Le four à pain
Avec ma gueule ouverte laissant deviner mes flammes et ma grande pelle en bois, d'aucun prétendent que je suis l'âme du village.
Chaque maison à bien son foyer autour duquel se réunit la famille, mais c'est vers moi que tour à tour confluent ceux qui portent encore la boule de pâte précieuse qui leur fera la semaine.
Comment ai-je été préservé jusque là de ces fours modernes ne sachant que produire de la chaleur, je ne sais, moi qui donne au pain le parfum des sous bois et le goût de la résine. Peut-être certains ont-ils compris que laisser mourir un four à pain, c'est comme laisser s’effacer la mémoire d'un village.

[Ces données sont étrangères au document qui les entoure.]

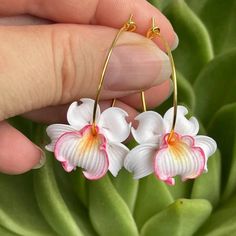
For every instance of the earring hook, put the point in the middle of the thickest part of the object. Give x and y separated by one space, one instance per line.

Alors ils entretiennent le feu. Car ils savent que ce feu va au-delà de mes pierres. Par le pain que je cuit, il pénètre dans chaque maison. Et chacun sait quand il rompt le pain que l'eau, la farine, le sel et le levain se sont unis à la chaleur de mes flammes.
Et avec le feu, c'est la forêt qui s'invite avec ses chants d'oiseaux, et la terre où à poussé l'arbre, la pluie et le soleil qui lui ont donné ses branches dont à été tiré le bois. Et voilà que s'invitent aussi les grosses mains calleuses du bûcheron qui ont fendu les bûches et celles blanches et délicates qui ont pétri la pâte, et en tout dernier les quelques gouttes de sueur du boulanger qui ont refermé la porte du four derrière elles.
Et le pain est béni de rassembler tout cela.
Non pas tous les pains, mais celui que mangent les habitants qui ont su préserver l’âme de leur village.